Les arguments avancés pour justifier mon arrestation sont infondés. Je suis un acteur politique, un père de famille, un travailleur. Jamais je n’ai mis les pieds dans un commissariat, même en tant que témoin. Je ne prétends pas être parfait, mais mes idées sont toujours fondées sur la loi. C’est d’ailleurs pour cela que ma formation politique est l’une des plus crédibles du pays, et que je me sens prêt à assumer des responsabilités nationales.
Le jour de mon arrestation, aucune notification ne m’a été faite. Nous avons été retenus pendant quatre heures à la frontière, avant d’être transférés à Conakry par des hommes cagoulés et lourdement armés. Une fois sur place, j’ai été enfermé dans une cellule insalubre, aux côtés d’inconnus. Je sais que je ne suis pas le premier dans cette situation, mais j’espère être le dernier. Cependant, je ne mérite pas un tel traitement. J’ai accepté ces conditions et j’ai été déféré à la maison centrale.
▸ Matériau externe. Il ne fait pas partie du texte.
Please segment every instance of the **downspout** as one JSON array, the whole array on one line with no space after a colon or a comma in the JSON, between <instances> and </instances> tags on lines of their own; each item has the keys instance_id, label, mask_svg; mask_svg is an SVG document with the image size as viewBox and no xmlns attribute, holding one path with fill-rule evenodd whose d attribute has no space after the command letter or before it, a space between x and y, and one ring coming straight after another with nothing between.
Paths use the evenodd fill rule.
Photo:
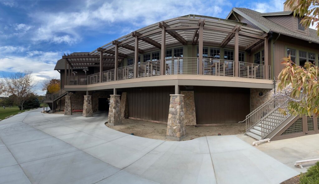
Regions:
<instances>
[{"instance_id":1,"label":"downspout","mask_svg":"<svg viewBox=\"0 0 319 184\"><path fill-rule=\"evenodd\" d=\"M273 33L272 31L270 32L270 33L271 34L272 36ZM277 37L277 38L272 43L272 71L273 71L273 75L274 77L274 93L276 93L276 80L275 77L275 51L274 49L274 47L275 43L278 39L278 38L279 38L279 37L280 36L280 33L279 33L279 34L278 35L278 36Z\"/></svg>"}]
</instances>

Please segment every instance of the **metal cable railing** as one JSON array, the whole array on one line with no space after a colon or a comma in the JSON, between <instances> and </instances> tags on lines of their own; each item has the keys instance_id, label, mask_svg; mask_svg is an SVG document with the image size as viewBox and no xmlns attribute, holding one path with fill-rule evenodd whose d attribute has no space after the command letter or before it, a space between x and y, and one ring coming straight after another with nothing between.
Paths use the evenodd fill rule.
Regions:
<instances>
[{"instance_id":1,"label":"metal cable railing","mask_svg":"<svg viewBox=\"0 0 319 184\"><path fill-rule=\"evenodd\" d=\"M234 76L234 61L206 58L204 60L204 75Z\"/></svg>"},{"instance_id":2,"label":"metal cable railing","mask_svg":"<svg viewBox=\"0 0 319 184\"><path fill-rule=\"evenodd\" d=\"M139 63L137 77L145 77L160 75L160 60Z\"/></svg>"}]
</instances>

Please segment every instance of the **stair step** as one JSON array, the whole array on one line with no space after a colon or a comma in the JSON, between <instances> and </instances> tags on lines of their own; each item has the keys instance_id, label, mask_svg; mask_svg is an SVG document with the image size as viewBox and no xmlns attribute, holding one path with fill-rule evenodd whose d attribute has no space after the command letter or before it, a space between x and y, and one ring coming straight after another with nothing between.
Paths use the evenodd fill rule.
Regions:
<instances>
[{"instance_id":1,"label":"stair step","mask_svg":"<svg viewBox=\"0 0 319 184\"><path fill-rule=\"evenodd\" d=\"M257 140L261 140L261 136L260 136L257 134L255 134L252 132L247 132L246 133L246 135L248 135L256 139Z\"/></svg>"},{"instance_id":2,"label":"stair step","mask_svg":"<svg viewBox=\"0 0 319 184\"><path fill-rule=\"evenodd\" d=\"M261 136L261 131L260 131L256 129L250 129L250 132L259 136Z\"/></svg>"}]
</instances>

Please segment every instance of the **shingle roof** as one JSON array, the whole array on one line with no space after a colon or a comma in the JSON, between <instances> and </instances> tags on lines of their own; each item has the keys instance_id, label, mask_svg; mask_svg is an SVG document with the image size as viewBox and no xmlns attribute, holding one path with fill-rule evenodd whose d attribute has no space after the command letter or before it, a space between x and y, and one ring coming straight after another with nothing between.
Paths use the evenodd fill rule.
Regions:
<instances>
[{"instance_id":1,"label":"shingle roof","mask_svg":"<svg viewBox=\"0 0 319 184\"><path fill-rule=\"evenodd\" d=\"M263 17L260 15L261 13L259 12L243 8L234 8L233 10L245 18L248 16L252 18L253 21L254 21L255 22L252 23L257 24L256 26L260 27L265 32L268 32L270 31L272 31L288 36L319 43L319 37L317 35L316 31L315 29L309 28L309 36L304 35L294 32ZM246 15L246 16L242 15L243 13ZM249 19L248 20L249 20Z\"/></svg>"}]
</instances>

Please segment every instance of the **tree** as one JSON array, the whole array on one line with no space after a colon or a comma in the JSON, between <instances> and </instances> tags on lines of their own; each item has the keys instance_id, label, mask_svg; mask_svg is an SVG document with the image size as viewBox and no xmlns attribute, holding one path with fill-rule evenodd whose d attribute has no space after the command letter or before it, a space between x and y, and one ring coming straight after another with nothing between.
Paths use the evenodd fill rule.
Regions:
<instances>
[{"instance_id":1,"label":"tree","mask_svg":"<svg viewBox=\"0 0 319 184\"><path fill-rule=\"evenodd\" d=\"M47 79L42 82L42 91L51 94L59 91L60 89L60 79Z\"/></svg>"},{"instance_id":2,"label":"tree","mask_svg":"<svg viewBox=\"0 0 319 184\"><path fill-rule=\"evenodd\" d=\"M319 0L286 0L285 4L293 11L293 15L303 18L300 23L305 27L315 25L317 34L319 36Z\"/></svg>"},{"instance_id":3,"label":"tree","mask_svg":"<svg viewBox=\"0 0 319 184\"><path fill-rule=\"evenodd\" d=\"M23 110L23 103L30 94L33 92L36 83L32 78L31 71L17 72L4 77L7 88L9 93L16 96L16 101L21 105Z\"/></svg>"}]
</instances>

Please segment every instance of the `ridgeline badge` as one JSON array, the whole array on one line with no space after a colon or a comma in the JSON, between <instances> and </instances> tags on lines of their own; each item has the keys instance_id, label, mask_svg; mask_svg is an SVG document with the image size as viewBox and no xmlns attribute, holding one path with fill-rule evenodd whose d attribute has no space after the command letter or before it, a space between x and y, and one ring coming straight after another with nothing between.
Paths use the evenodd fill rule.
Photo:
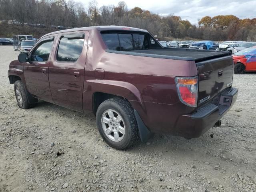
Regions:
<instances>
[{"instance_id":1,"label":"ridgeline badge","mask_svg":"<svg viewBox=\"0 0 256 192\"><path fill-rule=\"evenodd\" d=\"M206 101L207 100L208 100L210 98L211 98L211 96L209 95L208 96L207 96L206 97L205 97L204 98L203 98L202 99L200 100L199 100L199 104L201 104L203 102L204 102L205 101Z\"/></svg>"}]
</instances>

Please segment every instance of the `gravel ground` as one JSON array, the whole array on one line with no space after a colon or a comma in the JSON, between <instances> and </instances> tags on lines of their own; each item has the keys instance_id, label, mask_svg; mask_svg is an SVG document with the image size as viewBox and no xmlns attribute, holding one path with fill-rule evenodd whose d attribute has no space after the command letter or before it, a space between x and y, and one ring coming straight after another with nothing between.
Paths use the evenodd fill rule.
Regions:
<instances>
[{"instance_id":1,"label":"gravel ground","mask_svg":"<svg viewBox=\"0 0 256 192\"><path fill-rule=\"evenodd\" d=\"M122 151L91 112L19 108L7 77L18 54L0 46L0 192L256 192L255 74L234 75L238 100L213 138L155 135Z\"/></svg>"}]
</instances>

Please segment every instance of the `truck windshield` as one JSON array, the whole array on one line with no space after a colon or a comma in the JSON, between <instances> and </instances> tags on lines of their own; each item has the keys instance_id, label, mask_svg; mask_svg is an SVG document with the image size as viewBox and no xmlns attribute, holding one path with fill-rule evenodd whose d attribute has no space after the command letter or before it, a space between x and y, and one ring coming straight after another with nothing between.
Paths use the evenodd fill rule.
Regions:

Mes propos n’avaient rien d’offensant. Ce qu’on me reproche, ce n’est pas un crime, mais une opinion qui dérange certains intérêts. J’ai simplement rappelé aux autorités les engagements qu’elles avaient pris et qu’elles se doivent de respecter. J’ai tenu un discours au Chef de l’État en affirmant : ‘Nous allons vous confronter à vos actes.’
Fait intéressant, j’ai été l’un des rares à être sollicité pour rejoindre la junte. J’ai refusé, et j’ai répondu à qui de droit : ‘Vous vous êtes engagés à organiser des élections, alors faites-le. Je me présenterai et je me battrai sur le terrain des idées.’ Ce discours, qui était apprécié à l’époque, est devenu gênant au fil du temps.
Aujourd’hui, après plus de 60 ans d’indépendance, je me pose une question fondamentale : Quel type de société voulons-nous bâtir ? Une société qui emprisonne Aliou Bah, un intellectuel reconnu, une fierté nationale et internationale ? Ou une société qui valorise les opportunistes, ceux qui trahissent nos valeurs sociales et pillent nos ressources en toute impunité ? Quel message voulons-nous envoyer à nos enfants ? Leur dire que la seule voie pour réussir est celle des raccourcis et des compromissions ?
Je ne regrette rien de ce que j’ai fait pour mon pays. Et j’ai la conviction que la justice saura me rétablir dans mes droits.